INDIANAPOLIS – Eric Holcomb has said he is “quite proud” of Mike Pence’s record as governor, and that they are on the same page when it comes to the issues facing Indiana. However, those plans come from Governor Pence.

What are Eric Holcomb’s own ideas for Indiana’s infrastructure? Holcomb’s running mate, Suzanne Crouch, in last week’s Lieutenant Governor Debate at the Indiana State Fair spoke in generalities and provided only scant details of any possible plans to improve the state’s crumbling infrastructure system. But that’s all we know.

“RFRA wasn’t the only reason why Hoosiers were fed up with Mike Pence. They are tired of seeing their state’s infrastructure literally crumble before their very eyes,” said John Zody, Chairman. “Mike Pence, Eric Holcomb, and Statehouse Republicans have only been worried about short-term, election year solutions to put a bandage on the problem. Hoosiers want long-term solutions. John Gregg shares this vision and will make it a priority as Indiana’s next governor.”

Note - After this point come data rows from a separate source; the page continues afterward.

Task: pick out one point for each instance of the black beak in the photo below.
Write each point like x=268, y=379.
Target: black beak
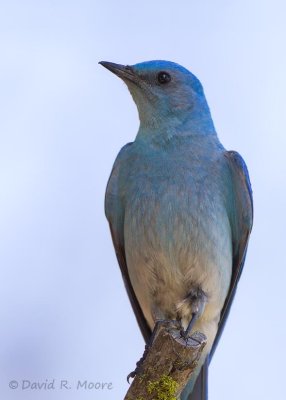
x=122, y=71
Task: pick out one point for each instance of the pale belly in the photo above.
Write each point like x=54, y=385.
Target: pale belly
x=176, y=241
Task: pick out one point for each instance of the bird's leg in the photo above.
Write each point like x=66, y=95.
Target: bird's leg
x=139, y=363
x=197, y=299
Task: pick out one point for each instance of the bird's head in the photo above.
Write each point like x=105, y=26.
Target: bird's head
x=166, y=94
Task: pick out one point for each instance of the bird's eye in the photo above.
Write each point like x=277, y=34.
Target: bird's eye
x=163, y=77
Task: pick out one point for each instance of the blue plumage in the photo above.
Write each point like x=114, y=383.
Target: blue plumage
x=179, y=207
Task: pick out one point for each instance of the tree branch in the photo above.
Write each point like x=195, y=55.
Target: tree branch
x=168, y=364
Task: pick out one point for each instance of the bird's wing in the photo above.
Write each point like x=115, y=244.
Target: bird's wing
x=114, y=210
x=241, y=222
x=241, y=217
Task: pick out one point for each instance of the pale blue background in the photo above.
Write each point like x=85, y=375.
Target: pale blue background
x=64, y=311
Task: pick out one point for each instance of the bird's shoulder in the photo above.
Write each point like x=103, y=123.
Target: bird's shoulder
x=112, y=189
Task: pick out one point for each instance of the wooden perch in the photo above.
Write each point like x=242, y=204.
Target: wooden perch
x=168, y=365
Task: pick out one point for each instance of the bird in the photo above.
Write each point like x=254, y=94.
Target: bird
x=180, y=209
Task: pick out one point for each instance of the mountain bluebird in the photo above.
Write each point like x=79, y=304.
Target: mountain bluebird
x=180, y=209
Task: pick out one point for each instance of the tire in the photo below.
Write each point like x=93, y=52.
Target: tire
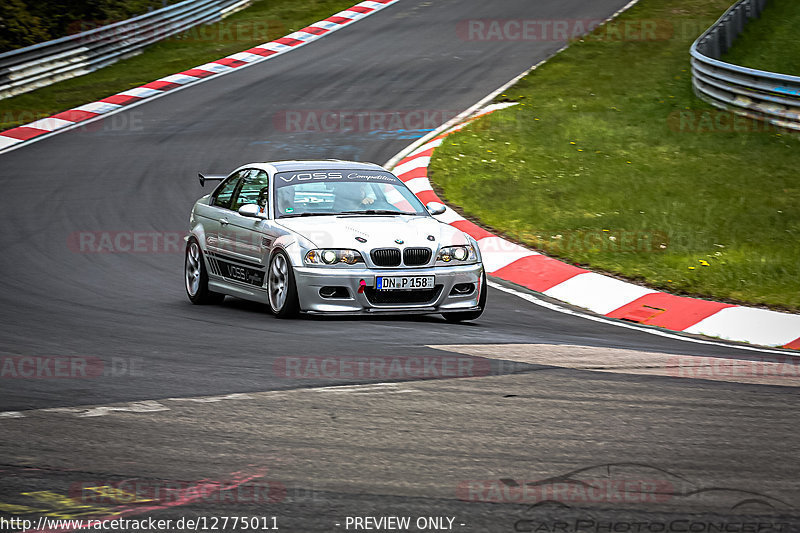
x=461, y=316
x=195, y=276
x=281, y=287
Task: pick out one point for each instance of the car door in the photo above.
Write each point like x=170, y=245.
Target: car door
x=215, y=217
x=252, y=237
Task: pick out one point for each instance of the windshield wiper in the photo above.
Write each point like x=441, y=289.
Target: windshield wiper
x=375, y=212
x=296, y=215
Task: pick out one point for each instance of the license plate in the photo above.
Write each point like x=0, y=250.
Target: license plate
x=401, y=283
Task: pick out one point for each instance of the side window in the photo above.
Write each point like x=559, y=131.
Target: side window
x=223, y=196
x=254, y=190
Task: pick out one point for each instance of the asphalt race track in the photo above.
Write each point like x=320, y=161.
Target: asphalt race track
x=197, y=395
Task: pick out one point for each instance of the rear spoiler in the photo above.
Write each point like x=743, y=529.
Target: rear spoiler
x=204, y=179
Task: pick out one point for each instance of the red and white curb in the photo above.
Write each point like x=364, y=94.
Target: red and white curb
x=601, y=294
x=65, y=120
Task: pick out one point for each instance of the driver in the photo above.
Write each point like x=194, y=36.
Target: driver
x=263, y=196
x=353, y=195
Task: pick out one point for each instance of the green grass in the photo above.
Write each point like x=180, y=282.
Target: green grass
x=770, y=43
x=598, y=143
x=264, y=21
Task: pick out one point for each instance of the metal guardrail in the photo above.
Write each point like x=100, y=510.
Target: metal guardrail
x=28, y=68
x=756, y=94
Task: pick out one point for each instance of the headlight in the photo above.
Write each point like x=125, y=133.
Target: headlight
x=333, y=257
x=459, y=254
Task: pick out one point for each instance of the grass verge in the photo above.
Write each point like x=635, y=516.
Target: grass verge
x=770, y=43
x=611, y=162
x=263, y=21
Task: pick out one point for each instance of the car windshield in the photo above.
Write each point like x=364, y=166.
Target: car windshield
x=343, y=192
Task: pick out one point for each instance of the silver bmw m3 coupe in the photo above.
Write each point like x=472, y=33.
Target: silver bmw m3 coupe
x=329, y=237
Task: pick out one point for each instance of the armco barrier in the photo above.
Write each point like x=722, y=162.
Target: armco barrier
x=757, y=94
x=28, y=68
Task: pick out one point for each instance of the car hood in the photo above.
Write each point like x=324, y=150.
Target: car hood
x=379, y=231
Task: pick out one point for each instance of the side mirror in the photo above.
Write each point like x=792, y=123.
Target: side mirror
x=251, y=211
x=435, y=208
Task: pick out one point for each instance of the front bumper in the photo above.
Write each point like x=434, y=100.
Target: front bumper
x=349, y=300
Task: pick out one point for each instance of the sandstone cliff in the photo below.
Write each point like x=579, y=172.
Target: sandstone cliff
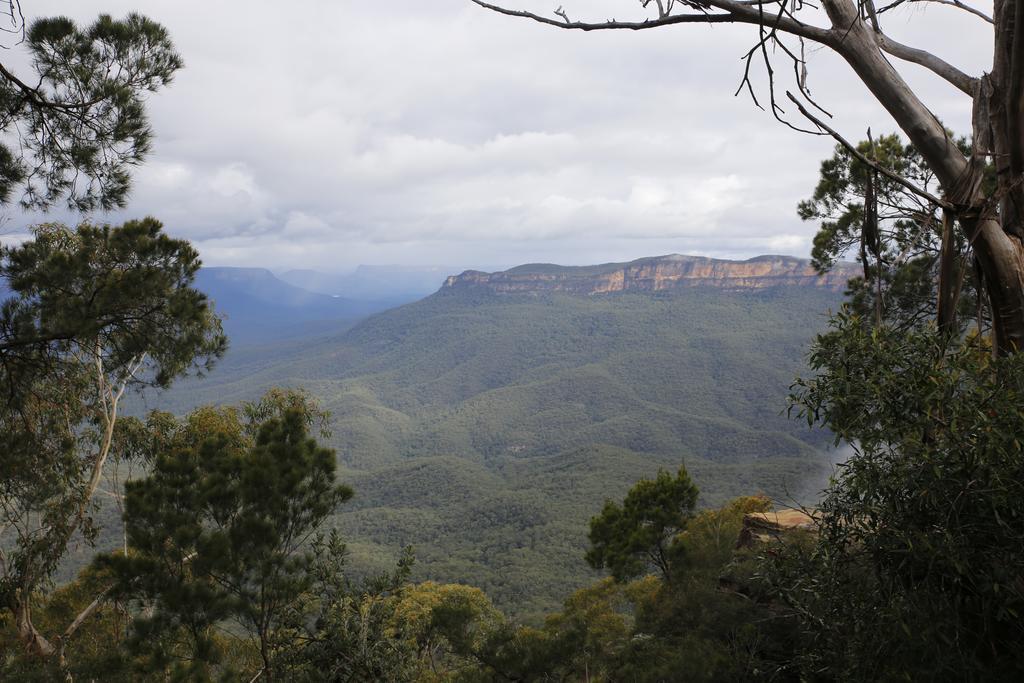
x=656, y=273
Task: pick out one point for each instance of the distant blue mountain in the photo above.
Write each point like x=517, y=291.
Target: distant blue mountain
x=259, y=307
x=394, y=284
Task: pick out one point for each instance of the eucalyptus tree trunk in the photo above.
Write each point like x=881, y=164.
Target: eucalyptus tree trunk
x=991, y=224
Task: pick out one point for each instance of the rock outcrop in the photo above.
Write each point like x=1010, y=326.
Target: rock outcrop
x=761, y=527
x=654, y=274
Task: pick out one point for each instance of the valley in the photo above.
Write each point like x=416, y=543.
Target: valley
x=485, y=425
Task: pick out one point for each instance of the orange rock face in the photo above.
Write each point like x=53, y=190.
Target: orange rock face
x=657, y=273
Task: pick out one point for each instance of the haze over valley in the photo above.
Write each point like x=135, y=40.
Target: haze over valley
x=522, y=399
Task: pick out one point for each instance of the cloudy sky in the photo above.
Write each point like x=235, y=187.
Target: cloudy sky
x=325, y=134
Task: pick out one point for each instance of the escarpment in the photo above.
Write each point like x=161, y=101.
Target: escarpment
x=656, y=273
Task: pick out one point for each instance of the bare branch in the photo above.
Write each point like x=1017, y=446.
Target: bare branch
x=951, y=3
x=864, y=160
x=732, y=11
x=962, y=81
x=84, y=614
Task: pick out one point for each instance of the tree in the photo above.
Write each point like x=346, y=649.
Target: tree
x=915, y=568
x=219, y=532
x=991, y=218
x=80, y=129
x=643, y=531
x=95, y=311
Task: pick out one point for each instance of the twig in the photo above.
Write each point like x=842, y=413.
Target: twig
x=864, y=160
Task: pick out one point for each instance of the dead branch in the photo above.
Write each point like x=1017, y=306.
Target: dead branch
x=729, y=11
x=952, y=3
x=827, y=130
x=939, y=67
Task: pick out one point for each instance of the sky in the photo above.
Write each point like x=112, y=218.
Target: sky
x=326, y=134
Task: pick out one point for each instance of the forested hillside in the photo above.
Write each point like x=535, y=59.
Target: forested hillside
x=486, y=429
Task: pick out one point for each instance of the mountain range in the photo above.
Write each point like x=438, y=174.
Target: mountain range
x=487, y=422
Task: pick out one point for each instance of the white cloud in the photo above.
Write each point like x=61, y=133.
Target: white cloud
x=343, y=132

It took a near I-65 bridge collapse, $71 million in faulty asphalt, and more than 1,900 structurally deficient bridges – not to mention another public relations crisis – for Mike Pence to act. But his late-to-the-game, short-term plan did its damage as Indiana’s “Crossroads of America” reputation was put in jeopardy. Eric Holcomb has not just embraced Mike Pence’s failed record, but he has no ideas and has given the thumbs up to the state’s crumbling infrastructure.

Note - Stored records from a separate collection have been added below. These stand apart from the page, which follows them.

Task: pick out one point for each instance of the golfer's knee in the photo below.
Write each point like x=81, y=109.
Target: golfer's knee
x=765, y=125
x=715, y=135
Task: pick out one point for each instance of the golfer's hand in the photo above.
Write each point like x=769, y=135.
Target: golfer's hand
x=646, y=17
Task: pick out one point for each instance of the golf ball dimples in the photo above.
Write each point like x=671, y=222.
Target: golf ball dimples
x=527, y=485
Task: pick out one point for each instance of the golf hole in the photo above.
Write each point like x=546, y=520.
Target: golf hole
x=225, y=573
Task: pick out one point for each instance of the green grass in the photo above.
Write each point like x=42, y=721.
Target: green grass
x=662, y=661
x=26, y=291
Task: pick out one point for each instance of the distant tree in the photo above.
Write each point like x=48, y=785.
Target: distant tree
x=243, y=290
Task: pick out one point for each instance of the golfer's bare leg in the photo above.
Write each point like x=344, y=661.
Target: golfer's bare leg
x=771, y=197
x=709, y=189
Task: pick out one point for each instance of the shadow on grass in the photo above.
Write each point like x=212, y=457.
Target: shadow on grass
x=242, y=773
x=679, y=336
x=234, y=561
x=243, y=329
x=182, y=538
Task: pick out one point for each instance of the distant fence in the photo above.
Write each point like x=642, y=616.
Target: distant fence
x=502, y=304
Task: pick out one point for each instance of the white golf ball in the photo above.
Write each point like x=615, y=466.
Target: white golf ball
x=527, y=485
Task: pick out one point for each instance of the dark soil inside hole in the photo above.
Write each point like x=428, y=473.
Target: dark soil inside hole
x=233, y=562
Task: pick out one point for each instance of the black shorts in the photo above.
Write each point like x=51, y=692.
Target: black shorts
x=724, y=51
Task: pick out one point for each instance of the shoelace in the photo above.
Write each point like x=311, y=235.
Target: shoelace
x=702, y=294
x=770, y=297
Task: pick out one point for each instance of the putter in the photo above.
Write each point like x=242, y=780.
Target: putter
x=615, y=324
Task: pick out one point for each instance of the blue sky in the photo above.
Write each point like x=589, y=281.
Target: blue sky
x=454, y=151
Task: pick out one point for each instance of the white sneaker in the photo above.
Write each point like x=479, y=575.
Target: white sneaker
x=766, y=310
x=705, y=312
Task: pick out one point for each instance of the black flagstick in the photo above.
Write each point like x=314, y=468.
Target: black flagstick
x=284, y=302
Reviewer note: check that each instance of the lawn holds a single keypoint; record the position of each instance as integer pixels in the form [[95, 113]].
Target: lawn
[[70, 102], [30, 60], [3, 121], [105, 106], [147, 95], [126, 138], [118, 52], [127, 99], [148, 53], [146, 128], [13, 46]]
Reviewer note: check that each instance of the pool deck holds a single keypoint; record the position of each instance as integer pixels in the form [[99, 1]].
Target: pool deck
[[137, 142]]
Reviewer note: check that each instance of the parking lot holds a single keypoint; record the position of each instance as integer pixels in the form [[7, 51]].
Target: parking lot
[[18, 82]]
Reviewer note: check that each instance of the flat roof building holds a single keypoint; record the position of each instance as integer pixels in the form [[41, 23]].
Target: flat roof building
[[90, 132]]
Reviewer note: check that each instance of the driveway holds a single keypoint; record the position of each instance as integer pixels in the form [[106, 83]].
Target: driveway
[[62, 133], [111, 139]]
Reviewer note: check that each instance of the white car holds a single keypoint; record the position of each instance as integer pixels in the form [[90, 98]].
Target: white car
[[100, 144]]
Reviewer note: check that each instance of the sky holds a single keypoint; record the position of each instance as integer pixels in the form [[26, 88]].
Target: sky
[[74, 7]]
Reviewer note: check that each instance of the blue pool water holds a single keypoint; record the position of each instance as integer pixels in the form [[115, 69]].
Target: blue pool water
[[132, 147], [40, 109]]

John Gregg understands what it will take to restore Indiana’s “Crossroads of America” reputation. This year, Gregg announced his infrastructure proposal, which aims at reinvesting in Indiana’s roads, highways, and bridges, returning control and resources back to local communities, and addressing the state’s long-term water needs. Gregg’s infrastructure plan will help solve today’s problems while also leading Indiana into the future.

What is Holcomb’s vision for Indiana’s infrastructure? With 82 days until Election Day, Hoosiers still have yet to find out.